= Great Daffodil Appeal =

The Great Daffodil Appeal is Marie Curie's biggest annual fundraising campaign. Every March, millions of people across the UK support this fundraising event by giving a small donation to wear a daffodil pin. It is usually yellow in colour. This makes it one of the UK's most recognisable charity appeals. Money raised through the appeal helps Marie Curie provide free care and support to people living with a terminal illnesses.

== History ==

The first Great Daffodil Appeal took place in 1986 with volunteers collecting donations and handing out fresh daffodils.

In 1990 the Liverpool Marie Curie Society, in conjunction with Liverpool City Council, planted one million daffodils in the city's Sefton Park to create a "Field of Hope". This led to other Fields of Hope being established in other parks in the city over the years.

In 1995, Marie Curie replaced fresh flowers with fabric daffodil pins. Three million were given out and £1.2 million was donated. In 2005, the charity used the term 'Great Daffodil Appeal' for the first time.
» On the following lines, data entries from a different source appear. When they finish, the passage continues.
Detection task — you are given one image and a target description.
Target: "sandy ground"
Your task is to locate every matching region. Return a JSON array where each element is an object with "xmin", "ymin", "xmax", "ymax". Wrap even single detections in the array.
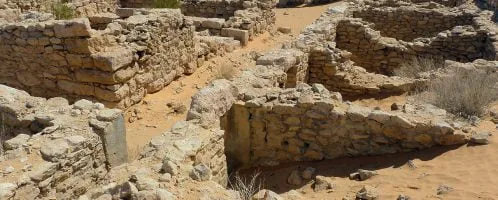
[
  {"xmin": 122, "ymin": 3, "xmax": 498, "ymax": 200},
  {"xmin": 126, "ymin": 2, "xmax": 344, "ymax": 160}
]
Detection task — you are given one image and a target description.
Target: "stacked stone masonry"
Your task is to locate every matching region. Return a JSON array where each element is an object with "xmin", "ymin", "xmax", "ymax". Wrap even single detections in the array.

In 2011, actress Alison Steadman appeared in the charity's first TV advertising campaign for the appeal. Steadman has continued her support for the appeal, appearing in TV ads in 2012, 2014 and 2015, as well as a 2016 radio advert with actor Dominic West.

== Key facts ==

In 2014/15, the charity provided care to more than 40,700 people with terminal illnesses, and is the largest provider of hospice beds outside the NHS.

The millions raised by the Great Daffodil Appeal over the years have enabled Marie Curie to provide more free hands-on care to people living with a terminal illness, usually in their own homes or at one of the charity's nine hospices.

During the 2015 Great Daffodil Appeal, more than 22,000 collectors took on 34,000 collections.

As part of the 2016 appeal, supporters were also encouraged to raise funds by doing something they love, such as hosting a bake sale or quiz night.